Realtime API (as any OpenAI API) was/is always priced based on tokens used. The only difference to the “old” pricing is that openAI mentioned an estimate what the token pricing would come down to per minute. But the charge was always by tokens.

However that estimate was very inaccurate, thats why I think they just removed with with the new pricing.

So, lets break some of your other questions down:

  1. A one hour conversation is not possible, at the moment I think the limit is 30 minutes (or 15) its somewhere in the docs.

  2. From my testing of a “natural” phone conversation over 2 minutes, the cost is about 0.09/USD for the 4o-mini and around 0.21-0.25/USD for the 4o realtime model.

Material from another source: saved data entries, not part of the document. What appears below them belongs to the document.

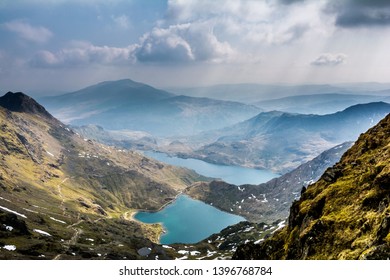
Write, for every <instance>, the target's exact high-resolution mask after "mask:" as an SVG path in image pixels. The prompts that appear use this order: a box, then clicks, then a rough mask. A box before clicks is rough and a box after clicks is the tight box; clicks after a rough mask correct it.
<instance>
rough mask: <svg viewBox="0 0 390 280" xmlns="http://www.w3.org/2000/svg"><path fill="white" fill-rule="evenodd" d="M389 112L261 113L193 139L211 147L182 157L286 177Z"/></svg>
mask: <svg viewBox="0 0 390 280" xmlns="http://www.w3.org/2000/svg"><path fill="white" fill-rule="evenodd" d="M389 112H390V104H387V103H384V102H374V103H368V104H360V105H354V106H351V107H349V108H347V109H345V110H343V111H341V112H337V113H334V114H329V115H304V114H291V113H283V112H278V111H275V112H265V113H260V114H259V115H257V116H256V117H254V118H251V119H249V120H247V121H244V122H241V123H239V124H236V125H233V126H230V127H226V128H224V129H223V130H218V131H214V132H207V133H203V134H200V135H198V136H197V137H192V138H191V139H190V140H189V141H190V142H191V141H194V142H198V143H200V142H202V139H204V140H203V141H205V142H206V141H211V142H209V143H210V144H207V145H204V146H203V147H200V148H197V149H195V150H194V151H193V152H192V153H181V154H180V153H179V155H180V156H181V157H192V158H198V159H202V160H205V161H208V162H212V163H219V164H226V165H241V166H247V167H256V168H261V169H270V170H273V171H275V172H279V173H286V172H288V171H291V170H292V169H294V168H296V167H297V166H299V165H300V164H302V163H304V162H307V161H309V160H311V159H312V158H314V157H315V156H317V155H318V154H320V153H321V152H323V151H324V150H326V149H329V148H331V147H333V146H335V145H337V144H339V143H342V142H345V141H354V140H355V139H357V137H358V136H359V134H360V133H362V132H364V131H365V130H367V129H368V128H369V127H371V126H373V125H374V124H376V123H377V122H378V121H379V120H380V119H382V118H383V117H384V116H385V115H386V114H388V113H389ZM212 139H214V140H212Z"/></svg>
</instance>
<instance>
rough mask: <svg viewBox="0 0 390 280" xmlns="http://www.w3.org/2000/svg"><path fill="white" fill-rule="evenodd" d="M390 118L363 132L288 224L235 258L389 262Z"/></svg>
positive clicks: (326, 171) (303, 192) (316, 187)
mask: <svg viewBox="0 0 390 280" xmlns="http://www.w3.org/2000/svg"><path fill="white" fill-rule="evenodd" d="M389 257H390V115H387V117H385V118H384V119H383V120H382V121H380V122H379V124H377V125H376V126H375V127H373V128H371V129H369V130H368V131H367V132H366V133H364V134H362V135H361V136H360V137H359V139H358V140H357V142H356V143H355V144H354V145H353V147H352V148H351V149H349V150H348V151H347V152H346V153H345V154H344V155H343V157H342V158H341V160H340V161H339V162H338V163H337V164H335V165H334V166H333V167H332V168H329V169H328V170H327V171H326V172H325V173H324V174H323V176H322V177H321V179H320V180H319V181H318V182H317V183H315V184H313V185H311V186H309V187H308V188H307V190H306V191H305V192H303V194H302V196H301V198H300V200H299V201H295V202H294V203H293V205H292V207H291V209H290V216H289V218H288V225H287V226H286V227H284V228H283V229H282V230H280V231H278V232H276V233H275V234H274V235H273V236H272V237H270V238H269V239H267V240H266V241H264V242H263V243H261V244H253V243H248V244H246V245H244V246H241V247H239V248H238V250H237V251H236V253H235V255H234V257H233V259H388V258H389Z"/></svg>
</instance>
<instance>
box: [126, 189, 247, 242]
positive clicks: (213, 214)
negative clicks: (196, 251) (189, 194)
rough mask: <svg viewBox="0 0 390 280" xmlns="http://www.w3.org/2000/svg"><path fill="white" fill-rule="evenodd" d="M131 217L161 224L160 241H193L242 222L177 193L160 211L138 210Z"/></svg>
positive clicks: (217, 231)
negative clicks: (229, 226) (179, 194)
mask: <svg viewBox="0 0 390 280" xmlns="http://www.w3.org/2000/svg"><path fill="white" fill-rule="evenodd" d="M134 218H136V219H137V220H139V221H141V222H144V223H162V225H163V227H164V229H165V231H166V233H165V234H163V235H162V236H161V239H160V243H161V244H172V243H196V242H198V241H201V240H203V239H205V238H207V237H208V236H210V235H212V234H214V233H218V232H220V231H221V230H222V229H224V228H226V227H227V226H230V225H233V224H236V223H239V222H241V221H245V219H244V218H243V217H240V216H237V215H232V214H229V213H226V212H223V211H221V210H219V209H217V208H215V207H212V206H210V205H208V204H206V203H203V202H201V201H198V200H194V199H192V198H190V197H189V196H186V195H180V196H178V197H177V199H176V200H175V201H173V202H172V203H171V204H169V205H168V206H166V207H165V208H163V209H162V210H161V211H159V212H154V213H151V212H138V213H137V214H136V215H135V216H134Z"/></svg>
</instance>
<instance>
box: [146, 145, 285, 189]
mask: <svg viewBox="0 0 390 280" xmlns="http://www.w3.org/2000/svg"><path fill="white" fill-rule="evenodd" d="M144 154H145V155H146V156H149V157H151V158H154V159H156V160H159V161H161V162H165V163H168V164H171V165H176V166H182V167H186V168H189V169H192V170H195V171H196V172H197V173H199V174H201V175H203V176H207V177H212V178H218V179H222V180H223V181H225V182H227V183H230V184H235V185H243V184H255V185H257V184H261V183H265V182H268V181H269V180H271V179H273V178H275V177H278V176H279V174H275V173H273V172H271V171H268V170H258V169H252V168H244V167H240V166H227V165H218V164H212V163H208V162H205V161H202V160H198V159H192V158H189V159H182V158H178V157H170V156H168V155H166V154H164V153H156V152H151V151H148V152H144Z"/></svg>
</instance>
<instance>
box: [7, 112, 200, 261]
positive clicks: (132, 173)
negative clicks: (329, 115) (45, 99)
mask: <svg viewBox="0 0 390 280" xmlns="http://www.w3.org/2000/svg"><path fill="white" fill-rule="evenodd" d="M0 128H1V134H0V159H1V160H0V206H1V207H2V208H1V209H0V259H30V258H48V259H51V258H60V259H61V258H65V259H67V258H76V259H80V258H111V259H112V258H114V259H121V258H132V259H135V258H140V256H139V255H138V254H137V249H139V248H142V247H144V246H147V247H150V248H152V249H153V250H154V254H161V258H169V256H167V255H166V253H165V252H164V251H163V250H161V247H159V246H157V245H155V244H153V243H152V242H151V241H149V240H152V241H154V242H157V241H158V237H159V235H160V234H161V231H162V229H161V227H160V226H156V225H154V226H151V225H143V224H139V223H136V222H134V221H131V220H129V219H128V217H130V216H131V213H132V212H133V211H134V209H137V208H142V209H149V210H156V209H158V208H159V207H161V206H162V205H164V204H165V203H166V202H167V201H169V200H171V199H172V198H173V197H175V196H176V195H177V194H178V193H180V192H181V191H182V190H183V189H184V188H185V187H186V186H188V185H189V184H190V183H192V182H193V181H194V180H197V179H201V178H199V176H198V175H197V174H195V173H192V172H189V171H188V170H185V169H178V168H174V167H170V166H166V165H162V164H160V163H157V162H155V161H153V160H150V159H147V158H145V157H143V156H141V155H139V154H137V153H133V152H129V151H122V150H117V149H114V148H112V147H107V146H103V145H100V144H97V143H95V142H92V141H88V140H87V141H86V140H85V139H82V138H80V137H79V136H78V135H77V134H75V133H73V132H72V131H71V130H69V129H67V128H66V127H65V126H63V125H62V124H61V123H60V122H58V121H57V120H55V119H53V118H46V117H42V116H39V115H32V114H26V113H16V112H10V111H7V110H4V109H3V108H0ZM6 209H9V210H12V211H15V212H16V214H15V213H10V211H9V210H6ZM36 230H42V231H44V232H47V233H49V234H50V236H47V235H44V234H42V233H39V232H37V231H36ZM6 245H15V246H16V250H15V251H9V250H6V249H5V248H4V246H6Z"/></svg>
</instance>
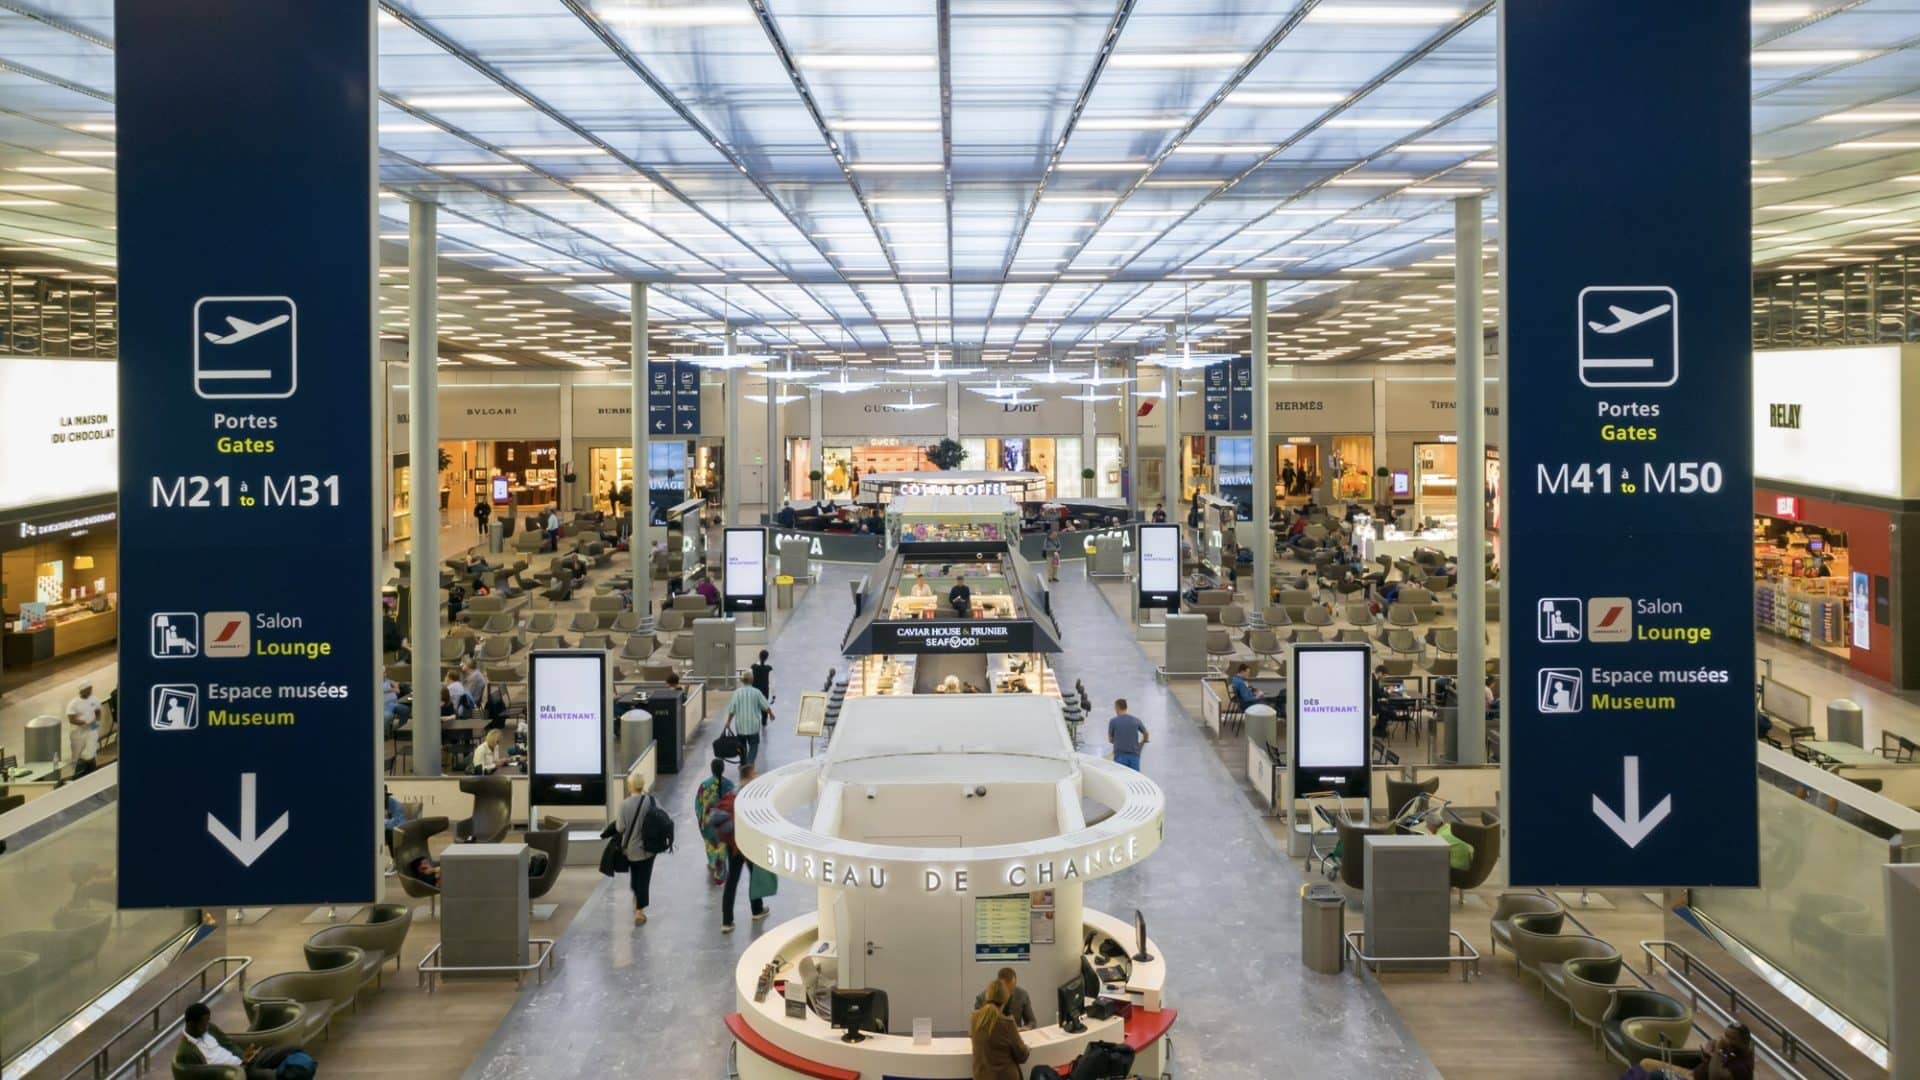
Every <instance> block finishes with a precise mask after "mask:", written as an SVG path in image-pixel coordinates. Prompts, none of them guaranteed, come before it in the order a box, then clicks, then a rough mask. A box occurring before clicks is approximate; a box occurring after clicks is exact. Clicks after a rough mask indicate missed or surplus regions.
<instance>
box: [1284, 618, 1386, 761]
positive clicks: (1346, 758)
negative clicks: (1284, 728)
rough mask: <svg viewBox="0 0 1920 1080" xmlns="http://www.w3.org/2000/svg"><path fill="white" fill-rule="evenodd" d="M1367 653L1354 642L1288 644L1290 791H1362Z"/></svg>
mask: <svg viewBox="0 0 1920 1080" xmlns="http://www.w3.org/2000/svg"><path fill="white" fill-rule="evenodd" d="M1371 657H1373V651H1371V648H1369V646H1359V644H1325V646H1315V644H1296V646H1292V673H1294V676H1292V686H1290V694H1288V696H1286V713H1288V717H1286V719H1288V724H1286V728H1288V736H1290V740H1292V759H1294V794H1296V796H1308V794H1313V792H1336V794H1340V796H1350V798H1363V796H1365V794H1367V778H1369V774H1371V767H1369V761H1367V751H1369V744H1367V726H1369V717H1367V713H1369V711H1371V705H1373V686H1371V671H1369V667H1367V663H1369V659H1371Z"/></svg>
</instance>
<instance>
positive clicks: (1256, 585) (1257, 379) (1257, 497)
mask: <svg viewBox="0 0 1920 1080" xmlns="http://www.w3.org/2000/svg"><path fill="white" fill-rule="evenodd" d="M1250 286H1252V311H1250V315H1252V323H1250V327H1252V329H1254V340H1252V352H1254V357H1252V363H1254V430H1252V432H1250V434H1252V438H1254V521H1250V523H1248V525H1252V528H1250V530H1248V536H1250V542H1252V546H1254V588H1250V590H1246V600H1248V603H1252V605H1254V611H1265V609H1267V603H1269V601H1271V600H1273V436H1271V432H1273V405H1269V404H1267V398H1269V394H1267V279H1263V277H1261V279H1254V281H1252V282H1250Z"/></svg>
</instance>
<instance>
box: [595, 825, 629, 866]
mask: <svg viewBox="0 0 1920 1080" xmlns="http://www.w3.org/2000/svg"><path fill="white" fill-rule="evenodd" d="M601 838H603V840H605V842H607V846H605V847H601V876H607V878H611V876H614V874H624V872H628V871H632V869H634V863H632V859H628V857H626V838H624V836H620V819H614V821H609V822H607V828H603V830H601Z"/></svg>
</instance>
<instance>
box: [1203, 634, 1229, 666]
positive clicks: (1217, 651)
mask: <svg viewBox="0 0 1920 1080" xmlns="http://www.w3.org/2000/svg"><path fill="white" fill-rule="evenodd" d="M1206 653H1208V655H1212V657H1219V661H1221V667H1225V665H1227V659H1231V657H1233V632H1231V630H1227V626H1208V628H1206Z"/></svg>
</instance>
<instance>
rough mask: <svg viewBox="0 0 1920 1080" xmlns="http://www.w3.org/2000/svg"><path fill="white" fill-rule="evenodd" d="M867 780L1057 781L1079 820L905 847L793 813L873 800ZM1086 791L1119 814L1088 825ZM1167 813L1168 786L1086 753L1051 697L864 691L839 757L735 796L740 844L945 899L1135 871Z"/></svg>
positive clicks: (757, 780) (1147, 854)
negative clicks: (843, 831)
mask: <svg viewBox="0 0 1920 1080" xmlns="http://www.w3.org/2000/svg"><path fill="white" fill-rule="evenodd" d="M987 701H991V703H993V707H991V709H987V707H983V705H985V703H987ZM868 784H954V786H956V788H958V786H973V784H981V786H987V788H989V792H991V788H993V784H1054V786H1056V803H1058V809H1060V821H1064V822H1068V824H1069V828H1066V830H1064V832H1062V834H1058V836H1048V838H1041V840H1023V842H1014V844H995V846H985V847H900V846H887V844H868V842H860V840H847V838H841V836H831V834H826V832H822V830H818V828H814V826H812V824H801V822H797V821H793V813H795V811H799V809H803V807H808V805H812V807H814V817H816V821H835V819H837V801H839V799H843V798H845V799H854V798H862V796H860V792H862V790H864V788H866V786H868ZM1083 798H1085V799H1091V801H1096V803H1102V805H1106V807H1112V811H1114V813H1112V815H1110V817H1106V819H1102V821H1098V822H1096V824H1083V821H1085V819H1083V817H1081V799H1083ZM1164 817H1165V794H1164V792H1162V790H1160V786H1158V784H1154V782H1152V780H1148V778H1146V776H1144V774H1140V773H1137V771H1133V769H1127V767H1125V765H1116V763H1112V761H1106V759H1102V757H1092V755H1087V753H1075V751H1073V748H1071V744H1069V742H1068V736H1066V728H1064V724H1062V723H1060V703H1058V701H1054V700H1050V698H1039V696H993V698H985V696H952V698H941V696H918V698H864V700H851V701H847V707H845V711H843V713H841V721H839V724H837V726H835V734H833V744H831V748H829V751H828V753H826V755H822V757H814V759H810V761H797V763H793V765H785V767H781V769H774V771H772V773H766V774H762V776H758V778H755V780H753V782H751V784H747V786H745V788H741V792H739V794H737V796H735V799H733V828H735V836H737V842H739V849H741V851H743V853H745V855H747V859H751V861H753V863H756V865H760V867H764V869H768V871H774V872H776V874H780V876H785V878H793V880H799V882H806V884H812V886H831V888H847V890H866V892H914V894H945V896H973V894H977V896H996V894H1004V892H1014V890H1029V888H1048V886H1052V884H1066V882H1087V880H1092V878H1102V876H1106V874H1112V872H1117V871H1125V869H1129V867H1133V865H1135V863H1139V861H1140V859H1144V857H1146V855H1150V853H1152V851H1154V849H1156V847H1160V838H1162V824H1164Z"/></svg>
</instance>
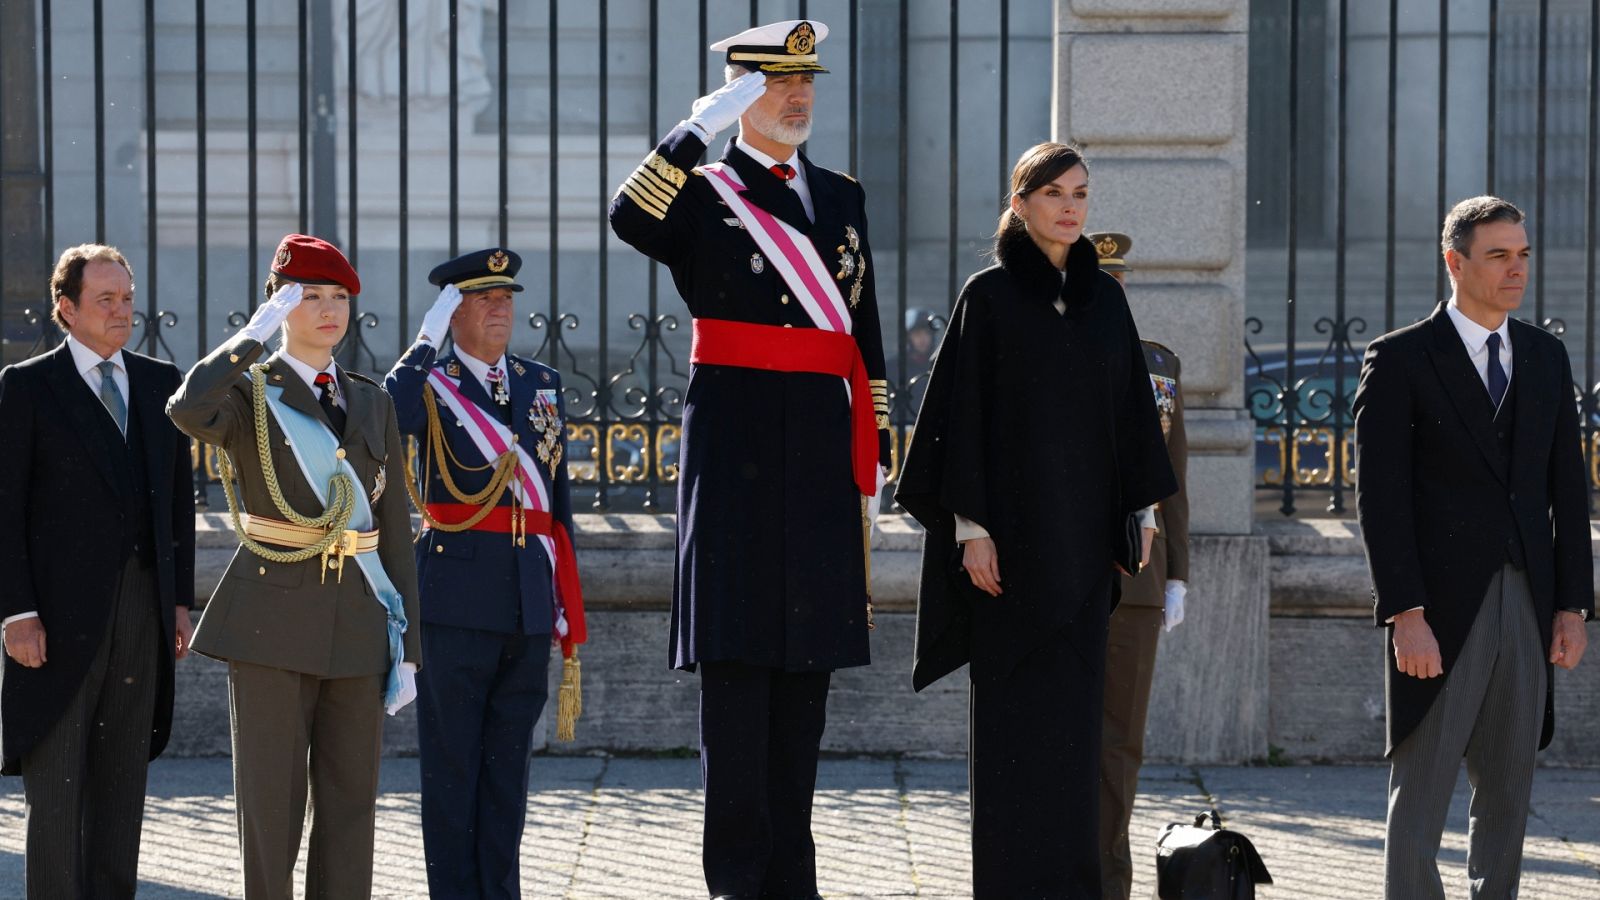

BUT don’t forget that with every input, the whole conversation is sent to the model, meaning the cost increase exponentially. Most of it should be covered by cache hits, but still.

Another cost factor is, interrupting the model. All response tokens are generated while you start listening to the response. So if a large chunk for a response was generated, but you cut it off at the first word - you still pay for those unused but generated output tokens.

The best way to look at a specific use case is to go to the playground, simulate a few conversations and then look at usage/billing to see how much tokens are used, how much cached, and what the conversations are costing you. Look at the logs for the session ID and compare with the detailed usage export.

Quick Example:

User: This is a session.
Assistant: Hi there! What’s on your mind today?

Was:
Audio Token Input: 12
Text Token Input: 759

Audio Token Out: 41
Text Token Out: 19

Hope that helps

2 Likes

Thank you so much! I’ll run my use-case in the playground to see the estimated billing for a 30 minute conversation. Thank you!